With the years passed and having a more comprehensive idea of Czechoslovak film production of that time we can note that Ecstasy constitutes a defiance of a simple plot, is a representative, formally elaborated and thought-out work of an author who wasn´t compelled to agree to a compromise and had enough time for its preparation and realization. Therefore, we have to appreciate that, thanks to the cooperation with many of the world´s archives (a cosmopolitan deed once again) it was possible to restore the “outstanding work in the pictorial respect” (Filmové zprávy), “the beautiful and soulful” music of which is “formally and rhythmically in a perfect unity with the picture” (Národní osvobození) to the form that could cause contemporary viewers to experience a similar lyrical excess as the author of one of the period marketing slogans. While reading it, a question comes to mind – what would Dan Nekonečný say to Machatý´s liberating sight of a woman´s sexual pleasure? “Avalanche-like buzzing Ecstasy of nature, blooming and laughing, rumbling and fertile, ecstasy of flowers and animals, ecstasy of its most refined creature, a man.”

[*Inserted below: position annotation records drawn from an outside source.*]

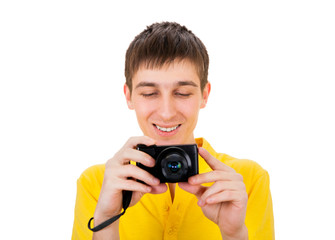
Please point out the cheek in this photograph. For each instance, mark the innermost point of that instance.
(189, 109)
(143, 110)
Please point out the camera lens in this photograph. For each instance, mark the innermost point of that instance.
(174, 166)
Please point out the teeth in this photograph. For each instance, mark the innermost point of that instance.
(167, 129)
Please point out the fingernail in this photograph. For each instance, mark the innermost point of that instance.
(151, 162)
(156, 181)
(192, 180)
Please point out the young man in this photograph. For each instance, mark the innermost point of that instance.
(166, 84)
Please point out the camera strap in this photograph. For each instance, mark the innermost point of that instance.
(126, 199)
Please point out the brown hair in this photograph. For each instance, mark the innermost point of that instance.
(162, 43)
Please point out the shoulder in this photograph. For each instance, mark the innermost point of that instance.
(242, 166)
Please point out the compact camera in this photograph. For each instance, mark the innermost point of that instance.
(174, 163)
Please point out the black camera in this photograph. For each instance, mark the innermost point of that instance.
(174, 163)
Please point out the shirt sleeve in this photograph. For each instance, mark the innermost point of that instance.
(86, 201)
(259, 217)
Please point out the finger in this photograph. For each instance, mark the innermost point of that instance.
(214, 163)
(161, 188)
(197, 190)
(134, 141)
(132, 171)
(128, 154)
(214, 176)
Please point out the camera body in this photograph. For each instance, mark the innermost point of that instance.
(174, 163)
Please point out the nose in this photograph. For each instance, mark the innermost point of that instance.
(167, 109)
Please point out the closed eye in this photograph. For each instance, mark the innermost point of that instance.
(149, 94)
(183, 94)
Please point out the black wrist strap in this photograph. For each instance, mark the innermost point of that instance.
(126, 199)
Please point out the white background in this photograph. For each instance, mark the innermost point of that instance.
(62, 107)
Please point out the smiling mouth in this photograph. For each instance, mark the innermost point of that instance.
(163, 129)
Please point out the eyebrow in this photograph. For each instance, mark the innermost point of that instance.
(179, 83)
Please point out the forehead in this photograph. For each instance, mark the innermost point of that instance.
(168, 74)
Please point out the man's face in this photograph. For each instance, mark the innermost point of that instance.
(167, 101)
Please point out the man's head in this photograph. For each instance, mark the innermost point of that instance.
(163, 43)
(166, 82)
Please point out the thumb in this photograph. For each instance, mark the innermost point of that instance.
(197, 190)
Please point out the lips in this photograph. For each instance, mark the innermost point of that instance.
(167, 129)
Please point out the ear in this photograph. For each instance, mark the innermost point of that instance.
(127, 94)
(205, 94)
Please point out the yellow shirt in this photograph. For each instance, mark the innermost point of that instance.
(155, 217)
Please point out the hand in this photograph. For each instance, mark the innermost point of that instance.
(120, 175)
(225, 201)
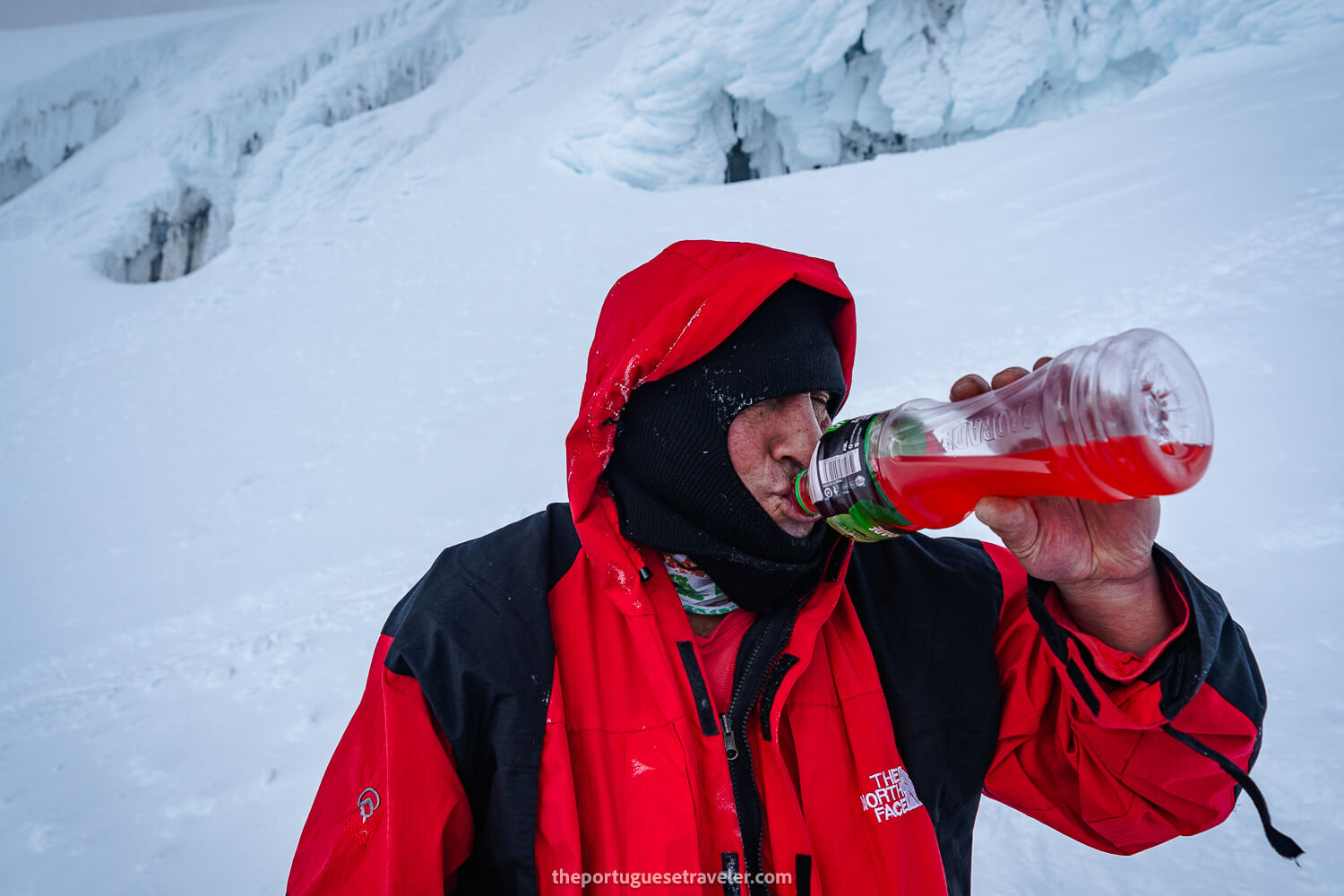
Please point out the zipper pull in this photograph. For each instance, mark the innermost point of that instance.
(730, 743)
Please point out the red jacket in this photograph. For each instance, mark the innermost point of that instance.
(537, 710)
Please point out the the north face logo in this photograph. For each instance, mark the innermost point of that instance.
(894, 794)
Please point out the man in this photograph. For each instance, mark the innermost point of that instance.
(680, 680)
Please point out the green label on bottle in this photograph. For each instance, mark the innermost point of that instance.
(851, 500)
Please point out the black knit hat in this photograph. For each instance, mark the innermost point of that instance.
(671, 474)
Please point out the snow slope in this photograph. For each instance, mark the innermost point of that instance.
(215, 487)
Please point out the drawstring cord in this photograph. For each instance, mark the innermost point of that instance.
(1282, 844)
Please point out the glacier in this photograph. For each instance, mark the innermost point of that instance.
(725, 90)
(215, 485)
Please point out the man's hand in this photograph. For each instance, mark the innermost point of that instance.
(1099, 555)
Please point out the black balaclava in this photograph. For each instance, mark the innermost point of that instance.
(674, 482)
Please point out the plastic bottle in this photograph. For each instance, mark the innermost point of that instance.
(1124, 418)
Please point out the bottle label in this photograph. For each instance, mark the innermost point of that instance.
(849, 497)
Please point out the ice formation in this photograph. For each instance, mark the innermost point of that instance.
(174, 199)
(725, 90)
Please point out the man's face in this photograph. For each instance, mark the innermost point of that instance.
(769, 444)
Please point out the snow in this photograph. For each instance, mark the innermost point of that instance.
(215, 487)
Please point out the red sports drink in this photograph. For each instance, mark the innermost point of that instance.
(1124, 418)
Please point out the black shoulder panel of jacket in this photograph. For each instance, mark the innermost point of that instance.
(929, 608)
(1212, 649)
(476, 633)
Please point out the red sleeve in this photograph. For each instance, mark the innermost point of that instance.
(390, 814)
(1081, 745)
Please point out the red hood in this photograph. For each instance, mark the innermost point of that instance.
(656, 320)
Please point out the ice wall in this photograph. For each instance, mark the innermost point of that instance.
(736, 89)
(167, 209)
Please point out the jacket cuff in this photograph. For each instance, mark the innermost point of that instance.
(1120, 665)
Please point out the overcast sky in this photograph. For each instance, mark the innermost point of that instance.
(31, 13)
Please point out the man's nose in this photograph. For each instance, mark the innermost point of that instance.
(798, 430)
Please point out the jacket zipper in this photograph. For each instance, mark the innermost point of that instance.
(750, 677)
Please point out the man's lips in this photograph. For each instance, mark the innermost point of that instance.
(792, 509)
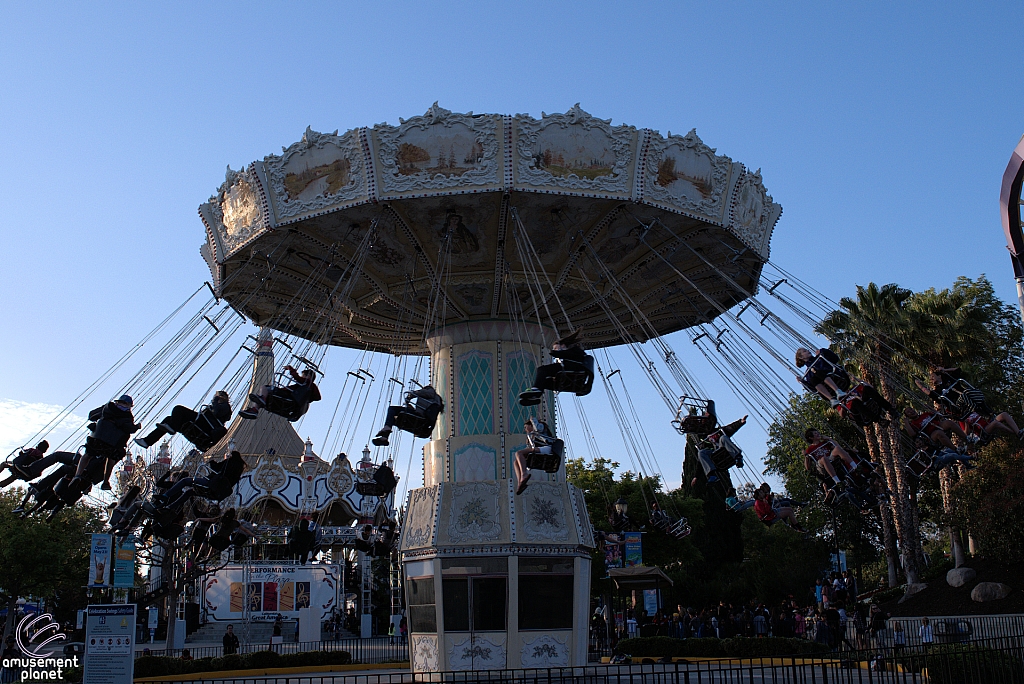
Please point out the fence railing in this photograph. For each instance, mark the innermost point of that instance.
(375, 649)
(992, 661)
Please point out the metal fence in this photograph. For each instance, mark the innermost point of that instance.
(375, 649)
(991, 661)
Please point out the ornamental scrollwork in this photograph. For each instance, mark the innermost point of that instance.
(438, 151)
(574, 151)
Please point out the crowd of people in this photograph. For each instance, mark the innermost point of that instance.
(832, 616)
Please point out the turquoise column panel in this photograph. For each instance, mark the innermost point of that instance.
(476, 401)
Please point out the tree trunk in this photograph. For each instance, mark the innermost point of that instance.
(167, 574)
(905, 504)
(9, 623)
(955, 545)
(891, 524)
(889, 543)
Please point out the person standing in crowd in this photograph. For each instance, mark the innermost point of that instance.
(230, 641)
(927, 636)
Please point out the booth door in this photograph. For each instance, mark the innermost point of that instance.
(477, 606)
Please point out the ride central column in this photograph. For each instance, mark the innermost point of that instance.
(480, 369)
(494, 580)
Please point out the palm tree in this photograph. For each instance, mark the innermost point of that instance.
(870, 331)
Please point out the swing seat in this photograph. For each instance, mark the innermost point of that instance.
(920, 463)
(680, 528)
(726, 454)
(696, 425)
(205, 431)
(281, 402)
(217, 489)
(549, 463)
(420, 422)
(576, 377)
(382, 483)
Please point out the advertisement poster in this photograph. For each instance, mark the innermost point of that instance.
(269, 590)
(99, 560)
(634, 549)
(612, 556)
(124, 565)
(110, 644)
(650, 601)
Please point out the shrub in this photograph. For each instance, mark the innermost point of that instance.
(957, 664)
(260, 659)
(732, 647)
(161, 666)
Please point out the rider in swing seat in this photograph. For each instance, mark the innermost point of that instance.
(824, 374)
(301, 541)
(418, 415)
(223, 477)
(114, 426)
(821, 450)
(572, 372)
(718, 451)
(31, 463)
(934, 426)
(204, 429)
(291, 402)
(764, 507)
(545, 453)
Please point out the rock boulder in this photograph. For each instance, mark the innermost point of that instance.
(989, 591)
(913, 589)
(960, 576)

The Czech premiere of digitally restored Ecstasy will take place in December. The film will return to the Czech distribution in January next year.
Ecstasy (Czechoslovakia 1932), directed by: Gustav Machatý, script: Gustav Machatý, František Horký, camera: Jan Stallich, music: Giuseppe Becce, cast: Hedy Kiesler, Aribert Mog, Zvonimir Rogoz, Leopold Kramer, Karel Mácha-Kuča, Jiřina Steimarová, Jan Sviták and others. Elekta, Gustav Machatý, 90 min.
Notes:
[1] The cameraman Jan Stallich declares Horký in his memoirs as the father of the film.
[2] According to Jan Stallich´s memoirs, the crew stayed in a cosy hotel in a forest and enjoyed delicious meals prepared by the director´s mother.
[3] The role of Eve was originally meant to be portrayed by a Mexican actress Lupita Tovar but she declined when she found out that she would have to appear naked in the film.
[4] The screening of Ecstasy in Vienna was allegedly accompanied by unrest because the cinema operators were promising more than the film actually showed. The director of the Atlantis-Film company and the director of the cinema where Ecstasy premiered were then brought before the court because they hang out Kieslerová´s naked photos in order to promote the film, which could have had a detrimental effect on the “sexual feelings of the youth”. It is reported that violent demonstrations later took place also in Madrid, where the period press wrote that the audience “demolished a cinema and requested their money back”.